Voilà de nombreuses décennies qu'il hantait ce manoir. En général, la simple rumeur de sa présence suffisait à éloigner les curieux. Mais depuis quelques années, la mode de la chasse aux fantômes complétait la liste des gêneurs venant déranger les lieux. Souvent, ils se pointaient avec une multitude d'appareils bizarres. Édouard ne les connaissait pas et ne les avait jamais vus avant. En plus, ça ne marchait clairement pas leurs machines pourries.
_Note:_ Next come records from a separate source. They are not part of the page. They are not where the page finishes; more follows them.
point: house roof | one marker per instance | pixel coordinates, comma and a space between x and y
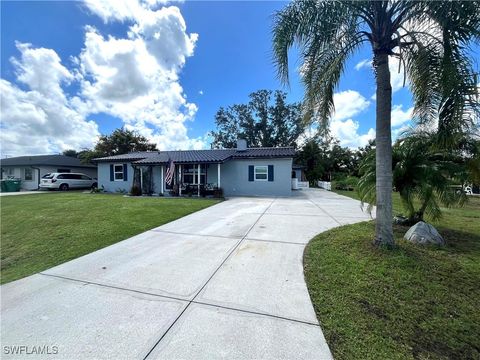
45, 160
200, 156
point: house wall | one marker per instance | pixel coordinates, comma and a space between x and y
114, 186
298, 174
19, 173
234, 178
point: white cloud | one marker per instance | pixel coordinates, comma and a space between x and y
41, 118
348, 104
137, 78
347, 132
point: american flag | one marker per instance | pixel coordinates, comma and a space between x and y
170, 172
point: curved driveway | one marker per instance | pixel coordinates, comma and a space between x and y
225, 282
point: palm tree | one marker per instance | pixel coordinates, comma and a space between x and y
429, 37
424, 177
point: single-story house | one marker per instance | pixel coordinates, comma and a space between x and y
30, 169
298, 172
239, 171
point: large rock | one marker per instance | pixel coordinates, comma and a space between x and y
425, 234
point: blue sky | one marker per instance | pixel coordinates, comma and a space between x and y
56, 58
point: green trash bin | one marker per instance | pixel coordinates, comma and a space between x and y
12, 185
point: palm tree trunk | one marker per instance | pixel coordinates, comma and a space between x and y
383, 224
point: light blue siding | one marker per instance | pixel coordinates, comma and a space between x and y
234, 178
114, 186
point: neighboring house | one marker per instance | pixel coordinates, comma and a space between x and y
30, 169
239, 171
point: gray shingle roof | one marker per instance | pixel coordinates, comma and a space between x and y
46, 160
201, 156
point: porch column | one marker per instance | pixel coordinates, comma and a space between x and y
180, 180
218, 175
198, 186
161, 179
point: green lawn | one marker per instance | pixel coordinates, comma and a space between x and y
41, 231
411, 302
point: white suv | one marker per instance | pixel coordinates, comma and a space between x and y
65, 181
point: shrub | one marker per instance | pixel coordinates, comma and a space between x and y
135, 191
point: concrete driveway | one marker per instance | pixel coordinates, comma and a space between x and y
225, 282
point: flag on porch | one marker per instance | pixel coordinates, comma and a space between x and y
170, 172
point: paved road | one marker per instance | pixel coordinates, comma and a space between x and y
225, 282
33, 192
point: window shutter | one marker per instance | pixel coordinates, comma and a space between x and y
270, 172
250, 172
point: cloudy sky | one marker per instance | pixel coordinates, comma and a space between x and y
72, 70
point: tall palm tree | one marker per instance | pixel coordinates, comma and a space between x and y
429, 37
423, 177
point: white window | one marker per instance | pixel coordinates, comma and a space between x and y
261, 173
28, 174
118, 172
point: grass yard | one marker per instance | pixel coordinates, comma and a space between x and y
41, 231
411, 302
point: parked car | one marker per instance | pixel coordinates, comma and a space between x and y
65, 181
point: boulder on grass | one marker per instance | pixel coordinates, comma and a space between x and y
424, 234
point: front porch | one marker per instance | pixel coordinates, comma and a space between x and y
188, 179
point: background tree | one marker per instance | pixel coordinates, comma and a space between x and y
429, 37
325, 159
267, 120
120, 141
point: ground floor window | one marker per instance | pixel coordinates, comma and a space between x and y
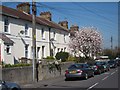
8, 49
26, 51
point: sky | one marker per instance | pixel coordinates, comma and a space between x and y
102, 15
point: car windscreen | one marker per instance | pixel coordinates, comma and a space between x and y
76, 66
111, 61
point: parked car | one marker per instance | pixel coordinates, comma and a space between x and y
112, 63
9, 86
97, 67
118, 62
80, 70
105, 65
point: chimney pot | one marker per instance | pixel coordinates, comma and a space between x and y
25, 7
64, 24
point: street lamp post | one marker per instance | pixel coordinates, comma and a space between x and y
34, 38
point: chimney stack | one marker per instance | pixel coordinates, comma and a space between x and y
64, 24
73, 29
46, 15
25, 7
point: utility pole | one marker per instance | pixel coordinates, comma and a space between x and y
111, 42
34, 38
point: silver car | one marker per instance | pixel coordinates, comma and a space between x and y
78, 71
9, 86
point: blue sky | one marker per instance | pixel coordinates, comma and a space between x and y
102, 15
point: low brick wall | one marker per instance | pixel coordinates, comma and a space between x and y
23, 75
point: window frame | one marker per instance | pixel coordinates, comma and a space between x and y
6, 25
26, 29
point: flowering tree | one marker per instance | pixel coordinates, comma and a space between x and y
87, 41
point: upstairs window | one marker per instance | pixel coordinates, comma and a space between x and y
54, 35
64, 38
43, 36
26, 51
6, 25
26, 29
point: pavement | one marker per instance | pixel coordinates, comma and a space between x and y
108, 81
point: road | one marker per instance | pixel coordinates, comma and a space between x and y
108, 80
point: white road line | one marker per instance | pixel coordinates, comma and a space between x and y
112, 73
92, 86
105, 78
107, 73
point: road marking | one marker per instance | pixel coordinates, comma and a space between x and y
92, 86
105, 78
112, 73
107, 73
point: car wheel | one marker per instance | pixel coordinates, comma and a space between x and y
66, 79
14, 88
86, 76
99, 71
93, 74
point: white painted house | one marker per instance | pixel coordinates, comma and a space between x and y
16, 34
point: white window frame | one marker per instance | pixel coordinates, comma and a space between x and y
54, 35
26, 30
43, 51
8, 49
43, 33
64, 38
26, 50
6, 25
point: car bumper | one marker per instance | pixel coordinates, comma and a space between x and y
74, 75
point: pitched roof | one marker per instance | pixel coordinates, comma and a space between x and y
6, 40
21, 15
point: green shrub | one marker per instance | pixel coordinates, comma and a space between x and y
62, 55
16, 65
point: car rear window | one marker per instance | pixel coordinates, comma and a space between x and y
76, 66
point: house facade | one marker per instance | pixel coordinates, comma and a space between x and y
16, 34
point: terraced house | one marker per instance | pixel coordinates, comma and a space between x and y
16, 34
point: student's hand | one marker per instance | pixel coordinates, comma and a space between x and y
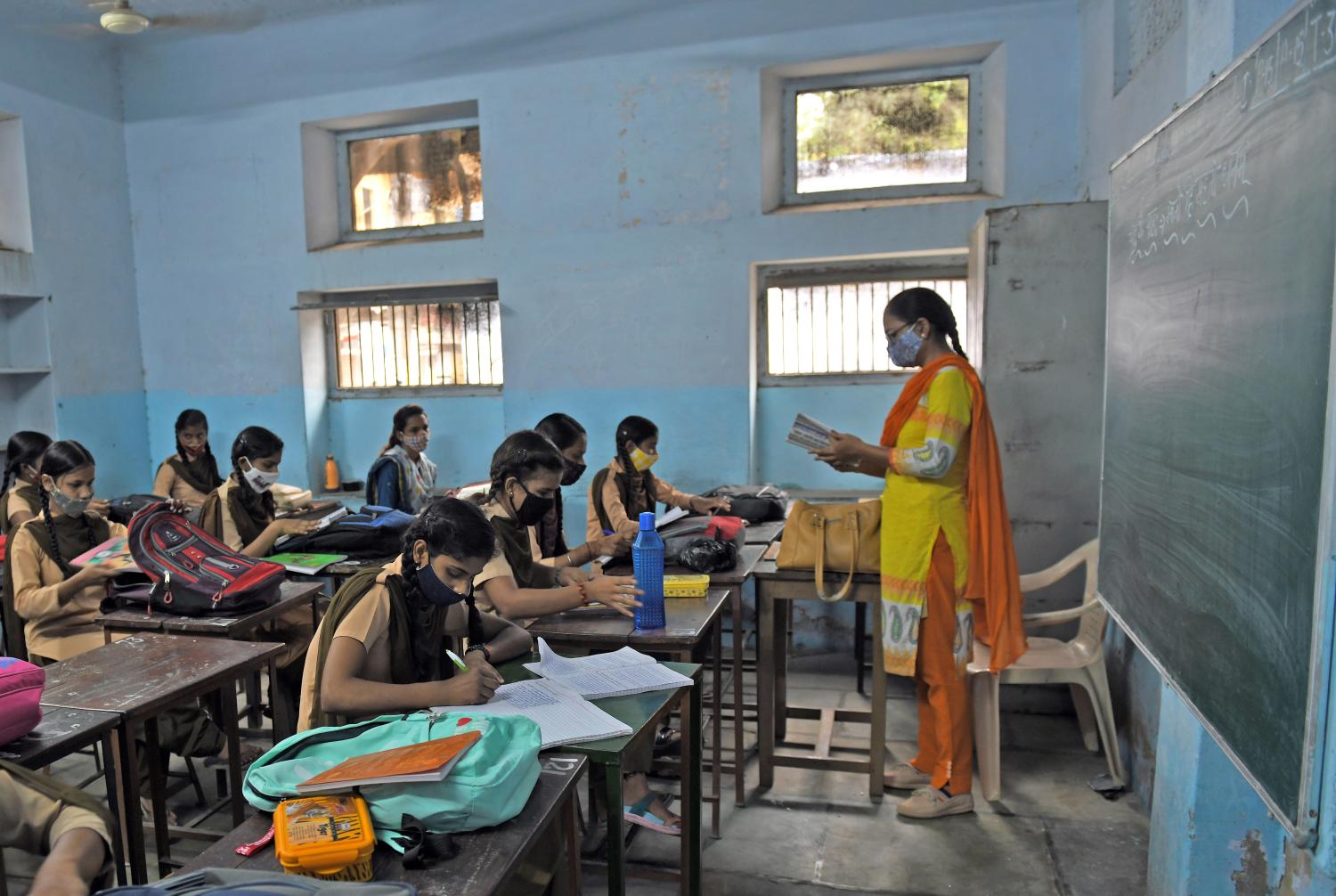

Ça disait toujours qu'il était là où ce n’était pas le cas. Et quand ils lui posaient une question, la réponse ne correspondait jamais à ses propos.

Il se souvint d'une fois, où une bande de guignols était venue se vanter de pouvoir communiquer avec lui. Un exemple d'incompétence et de charlatanisme ? Jugez par vous-mêmes.

Voici la question.

"Esprit êtes vous là ? Si oui, répondez par « oui » ou par « non », ou faites-nous un signe."

Moi, de bonne foi j’avais donc décidé de jouer le jeu et de leur parler, et de leur faire comprendre qu'il ne fallait pas rester. Que c'était dangereux :

"Barrez-vous de là bande de cons, sinon ça finira aussi mal pour vous que pour les autres ! Je n’essaye pas de vous faire peur, mais de vous aider."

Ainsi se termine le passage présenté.